Para equiparar o grau de instrumentação entre os dois sistemas, foram escolhidas limas com a ponta do instrumento e a conicidade parecidas: Protaper Next X2 (025.06) e WaveOne®Gold Primary (25.07). Contudo, para seguir as recomendações dos fabricantes, foi necessário incluir o uso da lima Protaper Next X1 (017.04) previamente à X2.
O canal radicular termina no forame, porém nem sempre está localizado na extremidade apical da raiz, podendo ter a distância de 0,2 a 3,8 mm19,20. A partir desse conhecimento, foram excluídas as unidades dentárias que possuíam o forame cementário localizado a mais de três milímetros do vértice apical, evitando-se, assim, grandes variações da localização do forame referente ao vértice apical.

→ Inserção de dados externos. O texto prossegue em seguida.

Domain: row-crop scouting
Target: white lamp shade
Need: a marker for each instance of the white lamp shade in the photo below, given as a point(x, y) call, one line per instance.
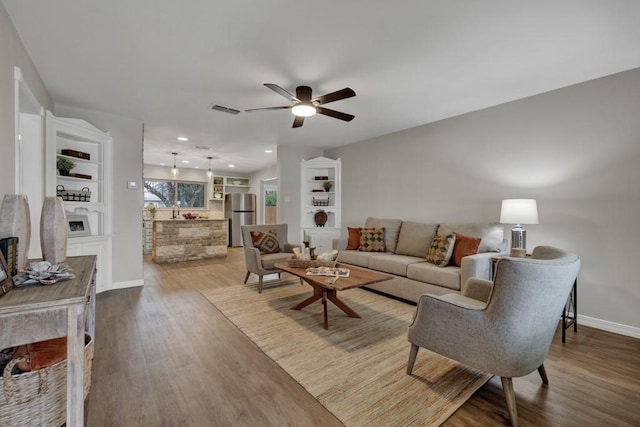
point(519, 211)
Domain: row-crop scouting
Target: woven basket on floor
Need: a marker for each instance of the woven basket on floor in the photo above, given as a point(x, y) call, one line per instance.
point(39, 397)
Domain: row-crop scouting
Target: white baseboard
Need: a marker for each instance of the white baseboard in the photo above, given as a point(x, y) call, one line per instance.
point(605, 325)
point(122, 285)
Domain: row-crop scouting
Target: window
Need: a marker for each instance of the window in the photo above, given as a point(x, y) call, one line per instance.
point(167, 194)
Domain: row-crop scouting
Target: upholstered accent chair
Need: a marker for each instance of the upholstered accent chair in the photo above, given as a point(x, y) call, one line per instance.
point(504, 327)
point(257, 261)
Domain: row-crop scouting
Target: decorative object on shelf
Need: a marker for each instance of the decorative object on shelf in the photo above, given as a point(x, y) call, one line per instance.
point(6, 282)
point(320, 202)
point(519, 211)
point(64, 165)
point(209, 172)
point(83, 195)
point(15, 221)
point(152, 209)
point(80, 175)
point(174, 169)
point(78, 225)
point(53, 231)
point(320, 218)
point(44, 273)
point(75, 153)
point(9, 249)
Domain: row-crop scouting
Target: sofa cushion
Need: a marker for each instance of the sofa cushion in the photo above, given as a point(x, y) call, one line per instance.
point(372, 240)
point(266, 241)
point(441, 249)
point(464, 246)
point(491, 233)
point(391, 227)
point(448, 277)
point(354, 238)
point(415, 238)
point(361, 259)
point(393, 264)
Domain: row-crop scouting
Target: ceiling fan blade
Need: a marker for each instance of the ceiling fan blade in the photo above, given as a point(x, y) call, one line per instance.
point(335, 96)
point(298, 121)
point(277, 89)
point(268, 108)
point(335, 114)
point(303, 93)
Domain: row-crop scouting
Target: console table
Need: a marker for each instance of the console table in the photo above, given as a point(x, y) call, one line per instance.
point(37, 313)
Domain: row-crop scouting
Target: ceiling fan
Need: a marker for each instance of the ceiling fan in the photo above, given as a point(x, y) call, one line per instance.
point(304, 105)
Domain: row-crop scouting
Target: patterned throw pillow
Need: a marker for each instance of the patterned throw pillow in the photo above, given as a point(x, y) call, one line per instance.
point(354, 239)
point(372, 240)
point(465, 245)
point(266, 241)
point(441, 250)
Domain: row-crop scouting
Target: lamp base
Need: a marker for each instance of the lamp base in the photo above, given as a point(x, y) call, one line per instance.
point(518, 238)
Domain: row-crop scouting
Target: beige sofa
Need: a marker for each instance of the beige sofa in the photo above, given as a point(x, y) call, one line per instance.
point(407, 244)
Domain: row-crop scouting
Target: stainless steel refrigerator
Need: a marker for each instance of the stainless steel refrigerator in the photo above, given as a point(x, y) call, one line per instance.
point(239, 209)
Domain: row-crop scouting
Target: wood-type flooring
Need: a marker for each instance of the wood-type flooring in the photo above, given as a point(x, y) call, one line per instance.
point(164, 356)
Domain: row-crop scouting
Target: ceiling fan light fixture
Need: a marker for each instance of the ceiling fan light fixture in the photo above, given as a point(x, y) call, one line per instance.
point(303, 110)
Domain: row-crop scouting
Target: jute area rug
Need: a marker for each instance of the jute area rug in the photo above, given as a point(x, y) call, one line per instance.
point(357, 368)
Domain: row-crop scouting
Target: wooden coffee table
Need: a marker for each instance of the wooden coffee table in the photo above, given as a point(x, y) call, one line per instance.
point(323, 290)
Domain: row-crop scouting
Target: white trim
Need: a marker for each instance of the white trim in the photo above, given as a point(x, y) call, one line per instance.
point(605, 325)
point(124, 285)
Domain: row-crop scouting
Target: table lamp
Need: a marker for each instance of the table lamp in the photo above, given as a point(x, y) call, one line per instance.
point(518, 212)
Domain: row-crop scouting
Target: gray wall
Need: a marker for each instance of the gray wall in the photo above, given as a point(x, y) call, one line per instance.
point(12, 53)
point(576, 150)
point(127, 204)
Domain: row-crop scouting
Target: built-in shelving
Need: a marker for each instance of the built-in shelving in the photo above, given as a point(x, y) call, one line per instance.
point(81, 136)
point(317, 203)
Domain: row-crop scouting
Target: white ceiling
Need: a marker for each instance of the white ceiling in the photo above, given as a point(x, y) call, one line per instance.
point(163, 62)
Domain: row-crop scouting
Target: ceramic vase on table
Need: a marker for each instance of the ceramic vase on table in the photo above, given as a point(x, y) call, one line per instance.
point(15, 221)
point(53, 230)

A espécie bacteriana escolhida para contaminar os CP foi o Enterococcus faecalis, uma vez que a literatura científica demonstra que essa é a espécie mais comumente encontrada nos dentes tratados com a necessidade de reintervenção endodôntica21, além de ser consensual o seu uso em estudos in vitro, devido ao rápido crescimento e à fácil manipulação durante o experimento3,20.
Sabe-se que toda instrumentação produz debris, umas em maior quantidade outras em menor, mas o importante mesmo é saber que devem ser removidos durante o preparo químico mecânico. Para esta pesquisa, utilizou-se o EDTA 17% em todos os grupos experimentais, inclusive nos irrigados com NaCl 0,9%, para manter semelhança do protocolo de irrigação final, não interferindo nos resultados a serem encontrados.
Como apenas o cone de papel 20 poderia alcançar o forame apical nos grupos instrumentados aquém, ele foi utilizado para avaliação da presença de bactérias ao final do protocolo experimental. Os cones 40 e 55 não foram analisados, pois o maior interesse é avaliar a redução do número de bactérias do terço apical, local que não foi alcançado em sua totalidade por esses cones. Nos grupos em que a instrumentação foi realizada aquém do forame, o cone de papel 20 alcançou o forame, pois eles já estavam calibrados em 0,20 mm.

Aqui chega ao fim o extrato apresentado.